Banyak yang memiliki kemampuan ini bekerja dengan energi negatif yang cenderung lebih hangat, kemudian berubah bentuk ke energi positif. Pemilik kemampuan ini cenderung penuh energi negatif, dan dengan demikian sangat panas bila disentuh, atau dalam kekurangan energi negatif sehingga menjadikannya cukup beku untuk disentuh.

Fenomena yang dialami para penderita pyrokinetics berbeda dengan yang disebut penghangusan tubuh secara spontan atau Spontaneous human combustion (SHC). SHC sering berakibat fatal, karena panas yang terjadi mampu mengubah tubuh menjadi setumpuk abu, hanya dalam beberapa menit. 
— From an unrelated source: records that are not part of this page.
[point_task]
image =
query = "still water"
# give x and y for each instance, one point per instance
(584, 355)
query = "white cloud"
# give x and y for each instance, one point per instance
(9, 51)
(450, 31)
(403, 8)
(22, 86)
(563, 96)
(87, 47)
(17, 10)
Bisa dibayangkan seberapa kuat panasnya, bila dibandingkan dengan pembakaran jenazah di krematorium yang menggunakan panas pada suhu 1.110 C. Perlu waktu 8 jam untuk membakar jenazah di situ. Itu pun bekas yang ditinggalkan tidak seperti pada peristiwa SHC.

SHC adalah fenomena yang tidak secara langsung berkaitan dengan pyrokinesis, tetapi kesimpulan logis yang didapat dan telah ditarik di antara keduanya adalah jika seseorang tiba-tiba terbakar tanpa alasan yang dapat dipahami, tentu saja dapat menjadi target pyrokinetic, jika seseorang mengandaikan adanya hal semacam itu. 

Teori-teori lain di sekitar keduanya, SHC dan praktisi pyrokinesis yang berjuang untuk mengendalikan kemampuan mereka dan secara tidak sengaja mengubahnya pada diri mereka sendiri, sehingga terjadilah SHC.

Willy Brough (12) dari Turlock, California, misalnya, diduga mampu menyalakan api hanya dengan memandangnya. Akibatnya, ia diusir keluarganya karena dianggap kerasukan roh jahat. 

Untunglah, seorang petani yang tinggal dekat rumahnya mau memungut bocah itu dan kembali menyekolahkannya. Namun sayang, di sekolah baru ini ia hanya bertahan 1 hari. Karena hanya dalam sehari itu, lima ruang kelas dilalap api yang bersumber dari sorot matanya.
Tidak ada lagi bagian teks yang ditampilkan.